Musim Kemarau
Warga Tembalang Terpaksa Beli Air Mineral untuk Memasak
Warga Rowosari Tembalang Terpaksa Beli Air Mineral untuk Memasak
Penulis: adi prianggoro | Editor: iswidodo
Laporan Wartawan Tribun Jateng, A Prianggoro
TRIBUNJATENG.COM, SEMARANG - Warga Rowosari Tembalang berharap Pemkot Semarang bisa cepat tanggap atas kekeringan yang terjadi di wilayah tersebut.
"Kami terpaksa membeli air mineral (kemasan pabrik) untuk mendapatkan air bersih guna keperluan memasak dan minum. Itu membebani kami," ujar seorang warga Rowosari, Sri Haryanti (47), Senin (03/08/2015).
Sedangkan untuk keperluan mandi dan mencuci, Sri Haryanti mengandalkan air dari sumur resapan. Meski demikian, Sri Haryanti tidak bisa setiap hari mengandalkan sumur resapan tersebut.
"Kami harus menunggu beberapa hari air ke luar dari sumur resapan, tidak bisa setiap hari airnya mengalir," ungkapnya.
Warga lainnya, Mutmainah (37) menceritakan bila kesulitan air bersih sejak 3 bulan terakhir.
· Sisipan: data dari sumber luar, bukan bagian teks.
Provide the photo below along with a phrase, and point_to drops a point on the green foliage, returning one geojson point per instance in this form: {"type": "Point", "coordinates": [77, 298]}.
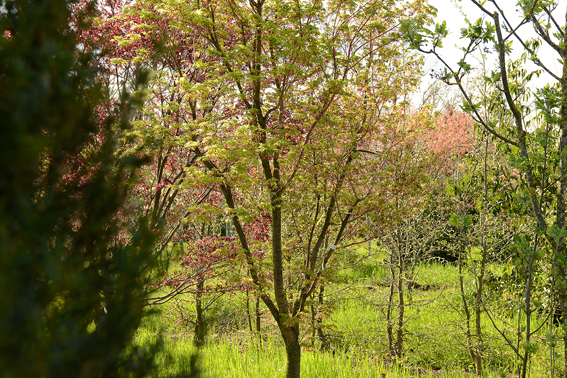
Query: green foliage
{"type": "Point", "coordinates": [75, 258]}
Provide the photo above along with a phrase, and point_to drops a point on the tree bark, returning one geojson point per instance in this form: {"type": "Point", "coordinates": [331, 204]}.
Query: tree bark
{"type": "Point", "coordinates": [293, 349]}
{"type": "Point", "coordinates": [199, 339]}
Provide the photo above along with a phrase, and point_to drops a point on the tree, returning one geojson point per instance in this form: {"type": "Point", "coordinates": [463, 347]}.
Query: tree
{"type": "Point", "coordinates": [75, 257]}
{"type": "Point", "coordinates": [288, 109]}
{"type": "Point", "coordinates": [534, 136]}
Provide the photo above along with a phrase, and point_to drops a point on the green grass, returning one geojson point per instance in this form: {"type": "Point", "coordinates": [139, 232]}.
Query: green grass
{"type": "Point", "coordinates": [434, 339]}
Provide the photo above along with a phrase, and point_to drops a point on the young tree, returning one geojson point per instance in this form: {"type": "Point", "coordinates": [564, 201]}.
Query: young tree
{"type": "Point", "coordinates": [287, 108]}
{"type": "Point", "coordinates": [535, 137]}
{"type": "Point", "coordinates": [72, 275]}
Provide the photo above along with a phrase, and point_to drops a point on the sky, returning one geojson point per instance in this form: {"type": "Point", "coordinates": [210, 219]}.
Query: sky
{"type": "Point", "coordinates": [448, 11]}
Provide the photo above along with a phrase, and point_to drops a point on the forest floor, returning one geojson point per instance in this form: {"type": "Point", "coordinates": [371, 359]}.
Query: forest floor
{"type": "Point", "coordinates": [434, 332]}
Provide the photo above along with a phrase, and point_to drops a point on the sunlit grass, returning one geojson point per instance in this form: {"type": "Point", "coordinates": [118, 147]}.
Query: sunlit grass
{"type": "Point", "coordinates": [435, 343]}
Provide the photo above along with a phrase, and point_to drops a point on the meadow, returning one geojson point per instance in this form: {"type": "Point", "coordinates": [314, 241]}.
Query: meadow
{"type": "Point", "coordinates": [434, 332]}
Hal itu yang membuat Mutmainah dan warga lainnya dipastikan berebut air bersih bila ada bantuan air masuk ke kampungnya. "Kalau tidak berebut bantuan (air), kami bisa repot. Sungai mengering dan sumur pun tidak keluar airnya," kata dia.
Sementara itu, Kepala Bidang Kedaruratan dan Logistik Badan penanggulangan Bencana Daerah (BPBD) Kota Semarang, Bambang Rudi mengatakan, pihaknya telah menyalurkan air bersih di sejumlah wilayah yang mengalami kekeringan. Menurut Bambang, sejak Februari BPBD siap siaga mengatasi kekeringan. "Sebagai langkah konkret, kami melalui PDAM sudah menyalurkan 100 tangki air bersih dengan kapasitas 5.000 liter per tangki selama musim kemarau 2015 ini," kata Bambang. (*)
:quality(30):format(webp):focal(0.5x0.5:0.5x0.5)/jateng/foto/bank/originals/kemarau-polres-tegal-droping-4-truk-tangki-air-bersih-ke-tiga-desa_20150630_162657.jpg)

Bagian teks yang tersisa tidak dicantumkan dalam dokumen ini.